Insertion architecturale, urbaine, paysagère et environnementale
Dispositions générales :
• Chaque construction participe à la qualité du paysage naturel ou urbain et à la conservation des perspectives monumentales. Elle doit être conçue dans le souci de mettre en valeur les qualités du tissu urbain dans lequel elle s’insère.
• Les constructions doivent présenter une simplicité de volume, une unité d’aspect et de matériaux compatibles avec la bonne économie de la construction, la tenue générale de l’agglomération et l’harmonie du paysage, sans référence à des architectures étrangères à la région.
• L’aspect esthétique des constructions ainsi que les adjonctions, extensions ou modifications de constructions existantes doit être étudié de manière à assurer leur parfaite intégration dans le paysage naturel ou urbain.
• Les matériaux prévus pour être recouverts (carreaux de plâtre, briques creuses, parpaings, etc.) ne peuvent pas être utilisés à nus (y compris pour les clôtures).
• Les parties de constructions édifiées en superstructure (cheminées, ventilation, réfrigération, sorties de secours, etc.) doivent s’intégrer dans la composition architecturale de la construction.

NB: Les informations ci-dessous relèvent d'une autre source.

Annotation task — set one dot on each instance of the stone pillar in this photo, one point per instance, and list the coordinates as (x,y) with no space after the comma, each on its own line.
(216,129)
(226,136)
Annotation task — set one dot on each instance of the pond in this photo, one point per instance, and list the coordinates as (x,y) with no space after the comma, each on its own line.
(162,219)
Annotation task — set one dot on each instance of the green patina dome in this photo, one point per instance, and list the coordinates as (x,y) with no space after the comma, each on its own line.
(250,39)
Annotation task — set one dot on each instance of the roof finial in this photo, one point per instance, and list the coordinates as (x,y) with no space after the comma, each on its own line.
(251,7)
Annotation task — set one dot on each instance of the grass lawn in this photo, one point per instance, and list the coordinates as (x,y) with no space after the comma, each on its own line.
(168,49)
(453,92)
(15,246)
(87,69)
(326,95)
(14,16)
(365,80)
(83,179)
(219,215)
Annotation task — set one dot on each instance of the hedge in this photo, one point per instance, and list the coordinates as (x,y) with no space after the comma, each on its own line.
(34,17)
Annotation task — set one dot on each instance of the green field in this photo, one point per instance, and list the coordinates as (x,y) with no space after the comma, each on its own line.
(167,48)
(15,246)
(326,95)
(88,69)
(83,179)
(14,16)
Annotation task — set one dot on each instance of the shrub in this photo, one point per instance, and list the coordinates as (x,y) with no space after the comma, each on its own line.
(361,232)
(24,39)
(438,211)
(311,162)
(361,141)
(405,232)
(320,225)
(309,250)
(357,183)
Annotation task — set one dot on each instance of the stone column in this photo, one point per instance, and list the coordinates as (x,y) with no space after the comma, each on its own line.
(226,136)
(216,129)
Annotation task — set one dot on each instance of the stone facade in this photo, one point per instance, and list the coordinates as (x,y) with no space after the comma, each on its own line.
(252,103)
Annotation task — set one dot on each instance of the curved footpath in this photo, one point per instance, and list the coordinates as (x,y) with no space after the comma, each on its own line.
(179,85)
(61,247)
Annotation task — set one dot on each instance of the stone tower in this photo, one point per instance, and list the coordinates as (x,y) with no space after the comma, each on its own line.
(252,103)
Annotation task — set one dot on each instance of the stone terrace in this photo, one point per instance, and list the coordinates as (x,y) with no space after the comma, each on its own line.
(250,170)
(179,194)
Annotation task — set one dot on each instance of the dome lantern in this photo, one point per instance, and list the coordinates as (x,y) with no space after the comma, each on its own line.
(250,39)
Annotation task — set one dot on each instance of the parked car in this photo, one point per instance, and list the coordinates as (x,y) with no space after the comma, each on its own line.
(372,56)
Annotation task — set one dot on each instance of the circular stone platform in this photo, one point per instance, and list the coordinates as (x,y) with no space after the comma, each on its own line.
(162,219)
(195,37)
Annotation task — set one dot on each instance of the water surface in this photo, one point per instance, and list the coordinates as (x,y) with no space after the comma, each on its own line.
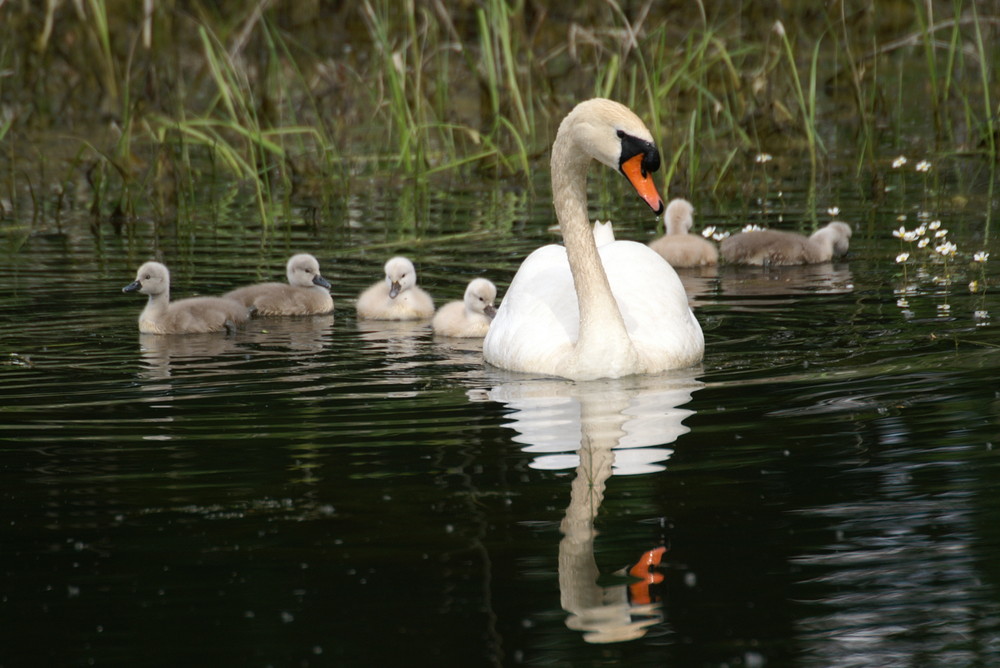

• Les équipements de refroidissement ou de chauffage doivent être intégrés à la construction, notamment en limitant les débords, de manière à ne pas porter atteinte à la qualité architecturale du secteur.
• En cohérence avec le bâti principal, les annexes non destinés à l’habitation et dont l’emprise au sol est supérieure à 20m² doivent être réalisées en maçonnerie enduite ou en bois. Leur toiture sera réalisée avec les mêmes matériaux que la construction principale.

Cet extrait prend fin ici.